All the news that's fit to ignore

The top-level government memo marked "SECRET AND STRICTLY PERSONAL," dated eight months before Bush sent us into Iraq, following a closed meeting with the President, reads, "Military action was now seen as inevitable. Bush wanted to remove Saddam through military action justified by the conjunction of terrorism and WMD. But the intelligence and facts were being fixed around the policy."

Read that again: "The intelligence and facts were being fixed...."

[...]

The memo, uncovered this week by the Times, goes on to describe an elaborate plan by George Bush and British Prime Minister Tony Blair to hoodwink the planet into supporting an attack on Iraq knowing full well the evidence for war was a phony.
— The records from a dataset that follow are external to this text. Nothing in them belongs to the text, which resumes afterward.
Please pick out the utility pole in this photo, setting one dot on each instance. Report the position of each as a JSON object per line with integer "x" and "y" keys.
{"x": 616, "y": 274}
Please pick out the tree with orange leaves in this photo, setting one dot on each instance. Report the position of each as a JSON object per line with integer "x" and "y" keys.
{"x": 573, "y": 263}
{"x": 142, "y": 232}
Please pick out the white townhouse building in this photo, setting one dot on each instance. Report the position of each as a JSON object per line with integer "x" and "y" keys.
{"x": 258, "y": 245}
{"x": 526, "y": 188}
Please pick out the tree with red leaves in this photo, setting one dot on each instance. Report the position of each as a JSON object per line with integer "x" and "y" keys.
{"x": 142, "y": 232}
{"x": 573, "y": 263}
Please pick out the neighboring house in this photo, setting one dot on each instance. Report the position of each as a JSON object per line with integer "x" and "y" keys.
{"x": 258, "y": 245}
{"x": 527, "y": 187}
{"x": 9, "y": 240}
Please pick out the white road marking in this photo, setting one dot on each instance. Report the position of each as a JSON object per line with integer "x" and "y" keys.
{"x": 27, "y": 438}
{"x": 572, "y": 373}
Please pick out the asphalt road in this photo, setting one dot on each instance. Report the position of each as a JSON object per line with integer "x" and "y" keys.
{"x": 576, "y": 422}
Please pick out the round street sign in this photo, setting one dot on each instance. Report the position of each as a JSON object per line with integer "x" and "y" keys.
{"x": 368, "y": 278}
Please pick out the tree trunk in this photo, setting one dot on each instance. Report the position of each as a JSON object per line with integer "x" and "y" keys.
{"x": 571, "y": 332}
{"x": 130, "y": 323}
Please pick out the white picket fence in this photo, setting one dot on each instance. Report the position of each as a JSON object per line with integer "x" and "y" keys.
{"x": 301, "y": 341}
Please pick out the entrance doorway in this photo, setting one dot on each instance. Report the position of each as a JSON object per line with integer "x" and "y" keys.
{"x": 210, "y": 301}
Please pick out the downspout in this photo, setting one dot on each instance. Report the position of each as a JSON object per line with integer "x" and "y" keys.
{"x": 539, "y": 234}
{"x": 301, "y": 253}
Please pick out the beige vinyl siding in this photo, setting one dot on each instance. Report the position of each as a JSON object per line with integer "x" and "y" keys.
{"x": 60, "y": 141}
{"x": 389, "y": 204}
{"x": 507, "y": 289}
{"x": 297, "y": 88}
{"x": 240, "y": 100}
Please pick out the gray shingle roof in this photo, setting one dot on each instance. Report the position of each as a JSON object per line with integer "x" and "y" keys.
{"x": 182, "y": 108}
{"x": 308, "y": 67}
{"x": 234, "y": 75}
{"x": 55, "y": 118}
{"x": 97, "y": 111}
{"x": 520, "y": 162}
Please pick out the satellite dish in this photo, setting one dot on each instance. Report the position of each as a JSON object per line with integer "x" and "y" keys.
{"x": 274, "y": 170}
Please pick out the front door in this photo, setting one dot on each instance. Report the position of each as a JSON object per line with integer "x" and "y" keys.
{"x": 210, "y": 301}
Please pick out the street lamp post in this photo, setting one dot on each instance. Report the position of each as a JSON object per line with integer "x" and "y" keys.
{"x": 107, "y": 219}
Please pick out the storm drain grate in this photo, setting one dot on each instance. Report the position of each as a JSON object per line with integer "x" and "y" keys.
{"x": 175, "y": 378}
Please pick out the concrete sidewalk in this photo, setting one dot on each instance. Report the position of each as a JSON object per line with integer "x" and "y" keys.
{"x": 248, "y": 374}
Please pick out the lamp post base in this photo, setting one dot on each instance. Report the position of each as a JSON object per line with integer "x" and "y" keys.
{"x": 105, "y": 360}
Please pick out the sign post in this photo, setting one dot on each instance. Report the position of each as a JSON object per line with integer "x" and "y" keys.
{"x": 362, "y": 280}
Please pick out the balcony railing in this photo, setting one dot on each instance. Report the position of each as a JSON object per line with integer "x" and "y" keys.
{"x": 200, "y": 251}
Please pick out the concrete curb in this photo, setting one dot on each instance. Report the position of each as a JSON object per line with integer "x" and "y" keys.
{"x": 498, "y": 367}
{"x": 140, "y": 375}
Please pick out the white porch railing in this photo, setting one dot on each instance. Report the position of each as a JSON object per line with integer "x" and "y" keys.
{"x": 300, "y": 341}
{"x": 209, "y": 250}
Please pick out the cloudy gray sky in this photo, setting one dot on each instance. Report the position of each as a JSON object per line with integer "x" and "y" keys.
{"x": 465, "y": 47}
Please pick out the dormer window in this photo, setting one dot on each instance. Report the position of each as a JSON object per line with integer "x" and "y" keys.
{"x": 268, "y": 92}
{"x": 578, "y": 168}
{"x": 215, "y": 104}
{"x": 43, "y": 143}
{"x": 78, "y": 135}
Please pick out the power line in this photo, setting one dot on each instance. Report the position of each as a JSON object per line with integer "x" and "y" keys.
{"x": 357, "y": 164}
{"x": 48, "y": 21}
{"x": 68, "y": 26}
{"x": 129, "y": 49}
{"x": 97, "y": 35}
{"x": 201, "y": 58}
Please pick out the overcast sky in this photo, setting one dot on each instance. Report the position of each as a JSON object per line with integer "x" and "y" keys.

A conspiracy to commit serial fraud is, under federal law, racketeering.

[...]

Now sharp readers may note they didn't see this memo, in fact, printed in the New York Times. It wasn't. Rather, it was splashed across the front pages of the Times of LONDON on Monday.

It has effectively finished the last, sorry remnants of Tony Blair's political career. (While his Labor Party will most assuredly win the elections Thursday, Prime Minister Blair is expected, possibly within months, to be shoved overboard in favor of his Chancellor of the Exchequer, a political execution which requires only a vote of the Labour party's members in Parliament.)

But in the US, barely a word. The New York Times covers this hard evidence of Bush's fabrication of a casus belli as some "British" elections story. Apparently, our President's fraud isn't "news fit to print."